CHANG: So, Foye says, the $4 billion the MTA will get in this latest coronavirus relief package will help in the short term. But it doesn't solve the long-term transit crisis. As I listened to Foye talk, it felt like I had heard this story before, way before the pandemic - this story about chronically underfunded public transit systems. And it made me wonder, why is the story always like this? So I got on a Zoom call with Yonah Freemark. He's a senior research associate at the Urban Institute. And when we got on, I glanced at the wall behind his head, and he had all these transit maps.
YONAH FREEMARK: And then this map up here is a imagined map of a transit system for the "Game Of Thrones" world.
CHANG: (Laughter) They go into battle on subway cars.
FREEMARK: That's right.
CHANG: The question I wanted Freemark to answer was, why are transit agencies always struggling?
FREEMARK: One of the problems we have is that we're very focused on maintaining the status quo. Everything about the investments we make in our transportation system are ensuring that people can continue to get around in the same ways that they did, you know, 10 years ago. And so for the most part, the transit options we've been giving people have been very similar year in, year out. And many of the support programs that have been announced during the COVID crisis have been about maintaining that status quo.
CHANG: Like, they're just Band-Aids.
FREEMARK: Yes, absolutely. They are complete Band-Aids for a transit system that is inadequate for most people around the country. We speak a lot about transit in places like New York or Washington because those are the places where transit is relatively high-quality. But the reality is that there are low-income Americans all over the country who are in desperate need of an alternative to driving around but who simply don't have access to good transit options.
CHANG: Do you feel like, during this moment - this pandemic - lawmakers in Washington are paying more attention to what public transit needs?
FREEMARK: The Congress in 2020 demonstrated that there is bipartisan interest in supporting public transit. What we really saw this year was an endorsement of the idea that public transit is an essential service. And I hope that it sets the standard for thinking about a sustainable, equitable recovery after the pandemic.
CHANG: Do you feel that there is, indeed, wider public buy-in when it comes to rescuing public transit right now? - because I could imagine that there is also a lot of people out there thinking, wait; I'm stuck at home right now. I'm not going to be going anywhere. Don't put money into public transit. Put money into unemployment, into food stamps.
FREEMARK: Very surprisingly, this year, we saw a major endorsement of increased funding for transit in communities where you might not expect it - places like San Antonio, Texas; Austin, Texas; San Francisco region; city of Seattle.
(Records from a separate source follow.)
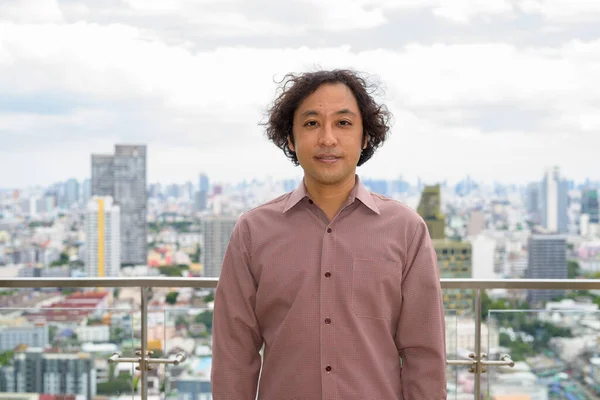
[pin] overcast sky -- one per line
(498, 89)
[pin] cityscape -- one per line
(57, 342)
(132, 140)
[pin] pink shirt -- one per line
(346, 309)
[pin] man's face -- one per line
(328, 135)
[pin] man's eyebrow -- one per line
(311, 113)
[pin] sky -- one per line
(496, 89)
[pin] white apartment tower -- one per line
(102, 227)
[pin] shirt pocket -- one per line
(375, 288)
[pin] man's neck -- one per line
(330, 198)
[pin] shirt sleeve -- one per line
(236, 361)
(421, 334)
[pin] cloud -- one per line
(72, 86)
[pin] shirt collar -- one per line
(359, 191)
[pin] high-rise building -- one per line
(201, 201)
(547, 260)
(132, 197)
(86, 191)
(103, 244)
(476, 223)
(554, 202)
(36, 370)
(455, 261)
(217, 231)
(590, 205)
(430, 208)
(123, 177)
(454, 258)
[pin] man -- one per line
(338, 284)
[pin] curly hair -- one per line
(297, 87)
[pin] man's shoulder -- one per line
(391, 208)
(276, 205)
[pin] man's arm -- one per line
(236, 334)
(421, 335)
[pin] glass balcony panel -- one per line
(452, 371)
(555, 351)
(188, 330)
(61, 344)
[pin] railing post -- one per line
(144, 350)
(478, 354)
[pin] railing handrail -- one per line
(446, 283)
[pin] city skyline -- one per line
(498, 89)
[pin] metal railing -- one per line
(477, 364)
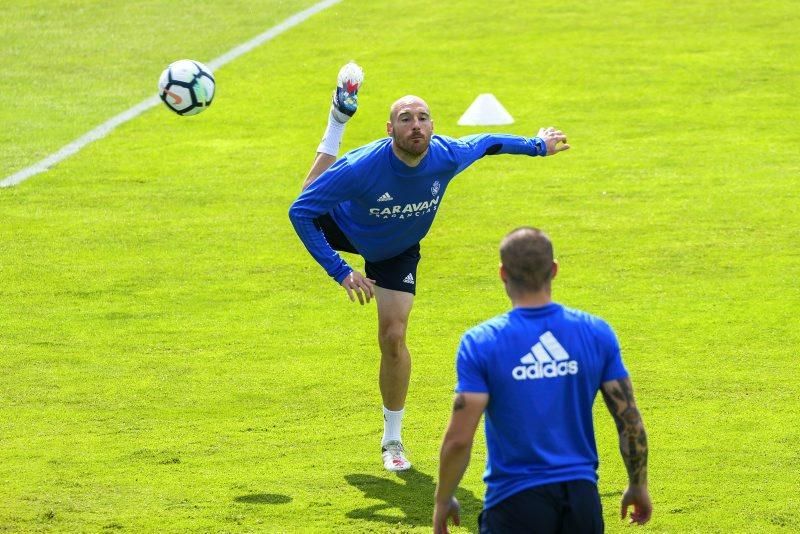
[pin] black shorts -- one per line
(398, 273)
(560, 508)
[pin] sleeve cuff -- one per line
(541, 146)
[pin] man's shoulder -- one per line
(593, 322)
(488, 330)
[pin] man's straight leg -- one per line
(394, 308)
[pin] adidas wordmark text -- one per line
(547, 359)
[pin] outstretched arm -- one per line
(322, 162)
(618, 396)
(548, 141)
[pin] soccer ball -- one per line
(186, 87)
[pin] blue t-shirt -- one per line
(542, 368)
(384, 206)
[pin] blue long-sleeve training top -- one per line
(384, 206)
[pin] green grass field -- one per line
(172, 359)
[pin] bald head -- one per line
(527, 258)
(407, 103)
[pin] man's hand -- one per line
(356, 284)
(441, 511)
(555, 140)
(639, 498)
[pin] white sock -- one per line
(332, 138)
(392, 425)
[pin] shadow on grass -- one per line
(263, 498)
(412, 495)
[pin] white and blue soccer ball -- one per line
(186, 87)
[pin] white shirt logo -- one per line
(547, 359)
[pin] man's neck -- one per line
(531, 300)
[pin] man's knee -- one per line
(392, 336)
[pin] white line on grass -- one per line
(106, 128)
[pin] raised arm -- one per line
(618, 396)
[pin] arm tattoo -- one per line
(632, 437)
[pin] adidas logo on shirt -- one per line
(547, 359)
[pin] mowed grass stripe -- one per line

In all those places, voters actually passed new referenda that will increase their own taxes to pay for transit. This was really surprising because, as you said, we're in the middle of an economic recession. People have lost their jobs. And yet they said, for us, public transit is an important enough priority that we're willing to increase our own taxes to pay for improvements.
CHANG: And Freemark says if more and more voters keep voicing support like this for public transit, he hopes eventually, lawmakers actually will allocate more than just a Band-Aid.